The fragile post-pandemic economic recovery has been thoroughly derailed, replaced by a severe, war-induced global recession. Supply chains have fractured, consumer confidence has cratered, and manufacturing sectors are stalling under the burden of prohibitive input costs. The economic carnage proves that a conflict with Iran could never be contained; it was always bound to be a self-inflicted wound to global stability.

This grim reality is the direct legacy of the Trump administration’s foreign policy framework. The decision to substitute institutional diplomacy with erratic, Twitter-driven ultimatums shattered the international consensus and alienated vital allies. It replaced a working containment strategy with a vacuum of leadership, which was inevitably filled by escalation.

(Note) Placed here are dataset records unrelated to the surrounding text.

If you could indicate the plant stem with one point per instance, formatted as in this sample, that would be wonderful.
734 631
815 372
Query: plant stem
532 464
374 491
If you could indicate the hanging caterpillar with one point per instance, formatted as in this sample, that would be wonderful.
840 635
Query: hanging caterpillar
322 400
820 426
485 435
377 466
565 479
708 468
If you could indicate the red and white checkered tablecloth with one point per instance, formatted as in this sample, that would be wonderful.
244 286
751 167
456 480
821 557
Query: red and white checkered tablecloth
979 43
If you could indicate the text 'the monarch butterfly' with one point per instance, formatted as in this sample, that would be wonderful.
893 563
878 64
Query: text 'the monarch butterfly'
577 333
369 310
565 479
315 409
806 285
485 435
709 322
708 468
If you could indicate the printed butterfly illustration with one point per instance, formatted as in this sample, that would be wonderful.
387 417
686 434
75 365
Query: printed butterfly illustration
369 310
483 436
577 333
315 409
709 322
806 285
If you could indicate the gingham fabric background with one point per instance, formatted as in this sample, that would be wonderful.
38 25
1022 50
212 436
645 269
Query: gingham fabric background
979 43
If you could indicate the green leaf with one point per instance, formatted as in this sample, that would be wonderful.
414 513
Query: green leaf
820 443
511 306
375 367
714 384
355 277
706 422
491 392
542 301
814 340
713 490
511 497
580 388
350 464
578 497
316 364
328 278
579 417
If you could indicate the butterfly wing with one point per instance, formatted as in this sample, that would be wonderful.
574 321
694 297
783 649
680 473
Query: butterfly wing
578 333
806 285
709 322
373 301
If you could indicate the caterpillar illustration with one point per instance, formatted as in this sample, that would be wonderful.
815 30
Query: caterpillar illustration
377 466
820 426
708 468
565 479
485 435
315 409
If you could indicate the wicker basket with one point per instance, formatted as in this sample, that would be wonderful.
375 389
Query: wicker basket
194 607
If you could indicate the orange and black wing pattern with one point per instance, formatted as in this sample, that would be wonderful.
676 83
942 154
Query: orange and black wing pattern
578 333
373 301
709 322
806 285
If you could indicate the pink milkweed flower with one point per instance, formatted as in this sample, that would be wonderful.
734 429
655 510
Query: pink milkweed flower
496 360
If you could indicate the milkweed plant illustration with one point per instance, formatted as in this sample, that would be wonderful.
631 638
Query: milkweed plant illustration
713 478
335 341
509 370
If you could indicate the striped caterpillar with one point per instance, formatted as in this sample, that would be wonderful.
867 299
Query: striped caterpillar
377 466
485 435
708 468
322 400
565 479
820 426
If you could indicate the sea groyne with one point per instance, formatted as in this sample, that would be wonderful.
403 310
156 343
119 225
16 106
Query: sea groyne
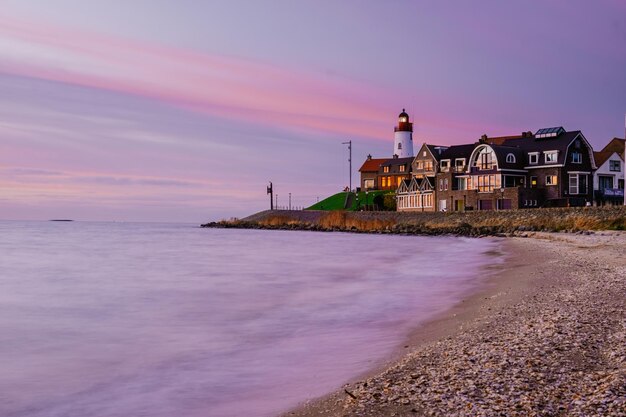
477 223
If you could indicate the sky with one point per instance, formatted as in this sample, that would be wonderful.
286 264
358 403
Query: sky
183 111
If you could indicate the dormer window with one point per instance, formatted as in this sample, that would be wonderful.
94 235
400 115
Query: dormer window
551 157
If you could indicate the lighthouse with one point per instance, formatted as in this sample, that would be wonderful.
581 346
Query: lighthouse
403 136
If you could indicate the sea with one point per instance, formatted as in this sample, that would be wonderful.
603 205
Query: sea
163 320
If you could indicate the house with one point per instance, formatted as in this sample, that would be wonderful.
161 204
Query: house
608 179
388 173
393 171
553 167
369 173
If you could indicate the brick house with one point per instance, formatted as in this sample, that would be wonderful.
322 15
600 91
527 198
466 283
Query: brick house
550 168
369 173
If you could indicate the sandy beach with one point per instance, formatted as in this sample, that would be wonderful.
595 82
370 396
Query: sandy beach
546 336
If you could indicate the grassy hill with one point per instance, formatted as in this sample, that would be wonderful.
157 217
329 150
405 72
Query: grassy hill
356 201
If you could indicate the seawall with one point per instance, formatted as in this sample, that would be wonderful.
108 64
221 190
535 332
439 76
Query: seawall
478 223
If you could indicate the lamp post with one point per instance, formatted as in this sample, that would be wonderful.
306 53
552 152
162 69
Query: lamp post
270 191
349 143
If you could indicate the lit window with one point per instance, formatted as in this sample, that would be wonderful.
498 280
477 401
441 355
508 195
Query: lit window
615 166
551 157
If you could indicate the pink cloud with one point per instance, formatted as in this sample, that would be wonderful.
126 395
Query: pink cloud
217 85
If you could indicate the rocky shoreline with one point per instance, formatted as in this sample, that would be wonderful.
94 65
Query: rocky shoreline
482 223
548 338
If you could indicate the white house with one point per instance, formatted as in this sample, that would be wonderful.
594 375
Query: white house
608 179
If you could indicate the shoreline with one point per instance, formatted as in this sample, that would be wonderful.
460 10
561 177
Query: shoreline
511 301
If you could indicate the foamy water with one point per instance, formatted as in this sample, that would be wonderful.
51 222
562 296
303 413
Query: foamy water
129 320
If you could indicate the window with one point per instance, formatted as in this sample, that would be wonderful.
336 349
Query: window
551 157
486 159
615 165
486 183
577 184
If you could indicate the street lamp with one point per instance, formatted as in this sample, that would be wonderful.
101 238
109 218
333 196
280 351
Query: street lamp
349 143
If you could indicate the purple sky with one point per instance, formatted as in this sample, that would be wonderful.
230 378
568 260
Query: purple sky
157 110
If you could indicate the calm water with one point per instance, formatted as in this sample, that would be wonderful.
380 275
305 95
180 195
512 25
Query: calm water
129 320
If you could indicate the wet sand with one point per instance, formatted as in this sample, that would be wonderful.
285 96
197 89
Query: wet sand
546 335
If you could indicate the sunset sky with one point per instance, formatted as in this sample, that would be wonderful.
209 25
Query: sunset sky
162 110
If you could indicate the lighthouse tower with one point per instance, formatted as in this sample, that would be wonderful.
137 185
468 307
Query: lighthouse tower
403 139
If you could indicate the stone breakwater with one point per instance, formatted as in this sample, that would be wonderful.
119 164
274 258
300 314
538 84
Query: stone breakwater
480 223
558 350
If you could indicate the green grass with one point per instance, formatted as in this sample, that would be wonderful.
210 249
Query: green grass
336 202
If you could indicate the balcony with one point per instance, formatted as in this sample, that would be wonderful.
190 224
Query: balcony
610 192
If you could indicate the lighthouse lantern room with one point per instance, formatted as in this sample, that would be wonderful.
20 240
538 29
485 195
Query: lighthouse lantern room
403 139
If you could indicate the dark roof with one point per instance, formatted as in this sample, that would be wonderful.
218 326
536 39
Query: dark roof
436 150
601 157
397 161
534 144
499 140
372 165
458 151
615 145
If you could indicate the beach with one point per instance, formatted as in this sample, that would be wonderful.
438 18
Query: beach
546 336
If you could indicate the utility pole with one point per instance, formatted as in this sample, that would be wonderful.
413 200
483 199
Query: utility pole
270 191
349 143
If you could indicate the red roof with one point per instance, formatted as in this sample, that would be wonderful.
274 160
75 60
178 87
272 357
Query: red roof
372 165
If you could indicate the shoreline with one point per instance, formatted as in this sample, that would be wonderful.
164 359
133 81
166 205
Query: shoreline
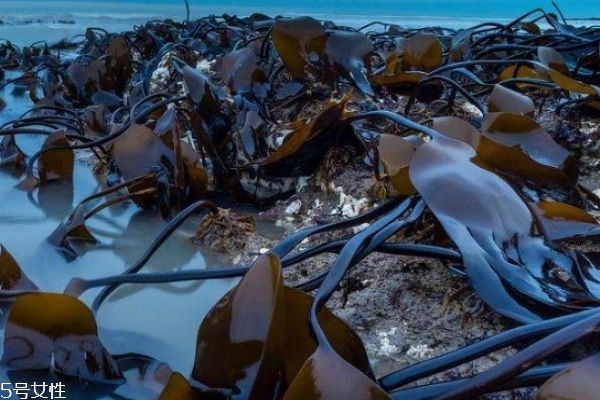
411 309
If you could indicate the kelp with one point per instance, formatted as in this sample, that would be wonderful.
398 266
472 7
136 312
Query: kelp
12 276
47 330
177 113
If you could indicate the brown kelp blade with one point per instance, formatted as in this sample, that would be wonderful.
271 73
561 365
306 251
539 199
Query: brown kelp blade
240 341
48 330
327 120
563 221
58 164
482 214
300 344
579 382
325 375
524 133
423 52
11 275
395 153
514 144
300 43
146 377
11 154
508 100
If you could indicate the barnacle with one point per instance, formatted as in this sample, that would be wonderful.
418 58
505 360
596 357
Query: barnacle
177 113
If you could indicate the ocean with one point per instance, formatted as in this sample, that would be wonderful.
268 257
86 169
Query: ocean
24 22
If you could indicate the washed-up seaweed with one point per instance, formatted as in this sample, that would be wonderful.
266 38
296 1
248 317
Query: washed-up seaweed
180 114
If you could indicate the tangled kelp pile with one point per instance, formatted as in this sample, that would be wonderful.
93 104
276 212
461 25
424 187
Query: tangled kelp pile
178 113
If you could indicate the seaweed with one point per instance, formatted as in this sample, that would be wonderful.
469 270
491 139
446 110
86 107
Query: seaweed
178 114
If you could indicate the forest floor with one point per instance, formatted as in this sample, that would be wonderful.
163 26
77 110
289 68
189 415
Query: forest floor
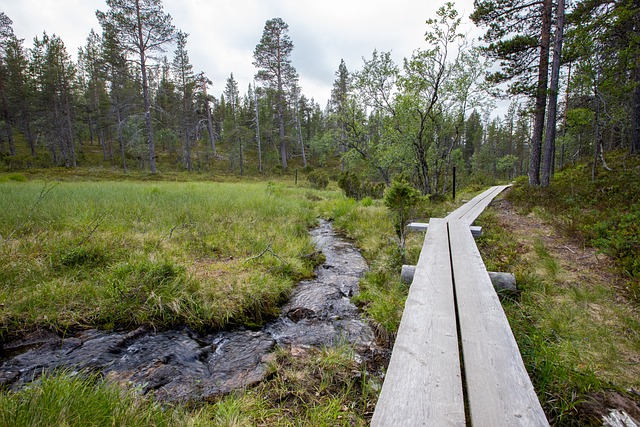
581 269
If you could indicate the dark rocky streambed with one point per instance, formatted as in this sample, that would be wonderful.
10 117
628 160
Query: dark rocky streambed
184 365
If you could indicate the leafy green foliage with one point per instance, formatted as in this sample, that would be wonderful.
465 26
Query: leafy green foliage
73 400
400 198
354 187
604 213
318 179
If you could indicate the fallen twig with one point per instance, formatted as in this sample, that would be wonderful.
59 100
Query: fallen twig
267 249
46 189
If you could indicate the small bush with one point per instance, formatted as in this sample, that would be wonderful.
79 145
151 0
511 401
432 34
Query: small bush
350 184
78 257
366 202
354 187
18 177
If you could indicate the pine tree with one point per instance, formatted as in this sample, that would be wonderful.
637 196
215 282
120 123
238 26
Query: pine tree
142 28
186 83
272 58
519 36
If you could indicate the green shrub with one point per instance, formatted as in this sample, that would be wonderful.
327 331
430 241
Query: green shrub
318 179
350 184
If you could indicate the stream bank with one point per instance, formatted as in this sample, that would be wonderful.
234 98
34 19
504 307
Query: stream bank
182 365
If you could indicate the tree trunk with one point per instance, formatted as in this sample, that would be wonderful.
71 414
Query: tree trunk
635 111
550 138
255 95
304 156
283 144
145 93
121 139
541 95
212 138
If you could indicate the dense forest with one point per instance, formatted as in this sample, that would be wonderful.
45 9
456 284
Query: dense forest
571 71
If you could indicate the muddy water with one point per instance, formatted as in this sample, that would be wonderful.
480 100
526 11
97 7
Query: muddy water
183 365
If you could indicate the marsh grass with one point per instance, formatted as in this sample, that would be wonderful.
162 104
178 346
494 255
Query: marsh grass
63 399
577 336
314 387
122 254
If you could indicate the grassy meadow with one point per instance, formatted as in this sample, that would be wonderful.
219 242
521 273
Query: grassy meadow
116 252
122 254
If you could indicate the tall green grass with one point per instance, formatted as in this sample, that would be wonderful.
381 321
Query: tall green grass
121 254
577 336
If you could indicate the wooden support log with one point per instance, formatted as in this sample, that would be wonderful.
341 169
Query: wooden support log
423 226
501 281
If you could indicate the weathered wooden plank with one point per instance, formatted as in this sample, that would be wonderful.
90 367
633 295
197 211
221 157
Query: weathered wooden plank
424 226
472 209
502 282
423 384
499 389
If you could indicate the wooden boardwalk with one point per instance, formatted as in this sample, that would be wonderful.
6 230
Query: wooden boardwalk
455 361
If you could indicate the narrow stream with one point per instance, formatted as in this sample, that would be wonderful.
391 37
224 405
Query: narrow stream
183 365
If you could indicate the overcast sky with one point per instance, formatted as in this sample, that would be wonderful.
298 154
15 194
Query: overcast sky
224 33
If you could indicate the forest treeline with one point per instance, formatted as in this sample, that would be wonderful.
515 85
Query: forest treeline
571 70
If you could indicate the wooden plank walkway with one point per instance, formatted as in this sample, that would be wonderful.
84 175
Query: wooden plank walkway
471 210
424 380
498 386
455 353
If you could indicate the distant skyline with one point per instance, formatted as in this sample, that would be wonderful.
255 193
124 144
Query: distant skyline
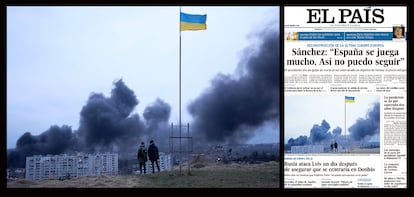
302 112
57 56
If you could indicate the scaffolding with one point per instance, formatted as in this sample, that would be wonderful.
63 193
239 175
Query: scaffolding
185 145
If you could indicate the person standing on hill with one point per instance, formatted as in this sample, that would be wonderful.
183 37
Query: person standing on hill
142 157
153 155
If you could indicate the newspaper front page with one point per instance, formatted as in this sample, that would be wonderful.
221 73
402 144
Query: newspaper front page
345 88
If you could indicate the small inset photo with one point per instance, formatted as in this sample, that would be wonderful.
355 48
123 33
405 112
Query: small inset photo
398 32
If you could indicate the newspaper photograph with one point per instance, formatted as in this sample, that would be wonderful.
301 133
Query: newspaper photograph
345 96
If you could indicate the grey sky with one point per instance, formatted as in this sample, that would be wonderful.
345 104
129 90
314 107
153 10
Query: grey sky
302 112
58 55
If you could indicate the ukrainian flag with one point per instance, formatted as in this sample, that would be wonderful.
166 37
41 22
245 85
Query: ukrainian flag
349 99
192 21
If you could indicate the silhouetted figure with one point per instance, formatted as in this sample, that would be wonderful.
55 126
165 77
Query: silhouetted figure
153 155
336 146
142 157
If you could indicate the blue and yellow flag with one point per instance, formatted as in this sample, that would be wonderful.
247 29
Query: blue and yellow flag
349 99
192 22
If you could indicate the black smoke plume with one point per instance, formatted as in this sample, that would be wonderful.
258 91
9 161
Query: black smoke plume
234 106
367 127
106 124
53 141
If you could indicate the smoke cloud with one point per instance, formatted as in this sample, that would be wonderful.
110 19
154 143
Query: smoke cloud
367 127
231 109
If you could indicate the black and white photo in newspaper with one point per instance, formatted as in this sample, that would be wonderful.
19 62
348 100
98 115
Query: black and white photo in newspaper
345 96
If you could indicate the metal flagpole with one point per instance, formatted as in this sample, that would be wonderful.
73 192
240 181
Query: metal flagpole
179 117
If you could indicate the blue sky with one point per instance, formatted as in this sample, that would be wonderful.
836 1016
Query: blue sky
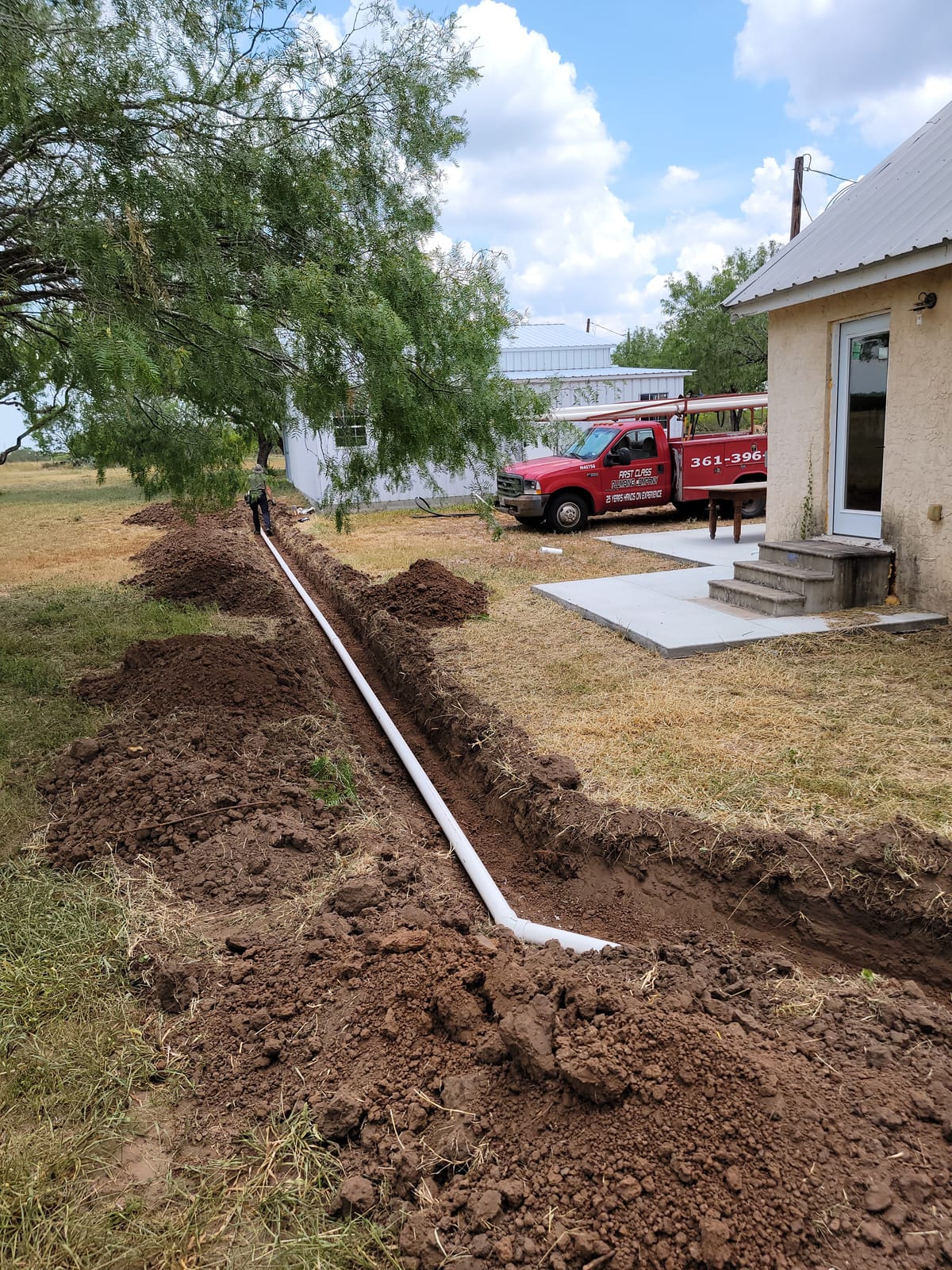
616 143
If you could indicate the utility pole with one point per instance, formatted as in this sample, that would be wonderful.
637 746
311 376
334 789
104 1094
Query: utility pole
797 197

The current administration was left to navigate a minefield laid by its predecessor, where every path led to an explosion. The destruction of Gulf bases, the fortification of the IRGC, the necessity of sanctions relief, and a crippled global economy are not the products of bad luck. They are the logical conclusions of a foreign policy rooted in hubris, ignorance, and a refusal to understand the asymmetric capabilities of an adversary. The war is concluding, but the bill for the folly of the “maximum pressure” era has just arrived. It is a bill that the entire world will be paying for decades to come.